Wer kulturell oder archäologisch interessiert ist, wird hier eher enttäuscht. Obwohl die Insel zu 90% auf den Tourismus eingestellt ist und von diesem lebt, wird die eigene Kultur trotz umfangreicher EU-Subventionen nicht gepflegt.
Die Insel ist ideal für einen entspannten Pärchenurlaub. Wandern und Radfahren ist hier eher schwierig und so schlichtweg nicht vorgesehen.

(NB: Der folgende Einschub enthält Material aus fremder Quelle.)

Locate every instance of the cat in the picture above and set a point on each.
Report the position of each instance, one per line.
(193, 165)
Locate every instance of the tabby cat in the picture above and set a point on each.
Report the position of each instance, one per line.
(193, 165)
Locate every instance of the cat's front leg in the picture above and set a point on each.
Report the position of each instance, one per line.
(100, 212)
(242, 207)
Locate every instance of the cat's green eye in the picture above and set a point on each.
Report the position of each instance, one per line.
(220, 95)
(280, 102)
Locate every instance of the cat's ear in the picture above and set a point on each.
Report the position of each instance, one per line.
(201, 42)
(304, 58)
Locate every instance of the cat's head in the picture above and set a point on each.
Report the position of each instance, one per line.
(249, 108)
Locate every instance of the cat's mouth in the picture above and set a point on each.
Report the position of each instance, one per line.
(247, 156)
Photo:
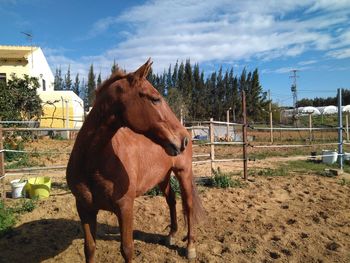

Besser fährt man mit Wasseraktivitäten wie Bootstouren, Jetski, Parasailing, Windsurfen und Schnorcheln.
Autofahrer sollten sehr gute Fahrkünste haben und über ein exzellentes Orientierungsvermögen verfügen. Die engen Straßen, die aggressive Fahrweise der Einheimischen und die desaströse Beschilderung verlangen viel ab. Das könnte auch der Grund sein, warum die meisten Autos hier ordentlich zerbeult sind.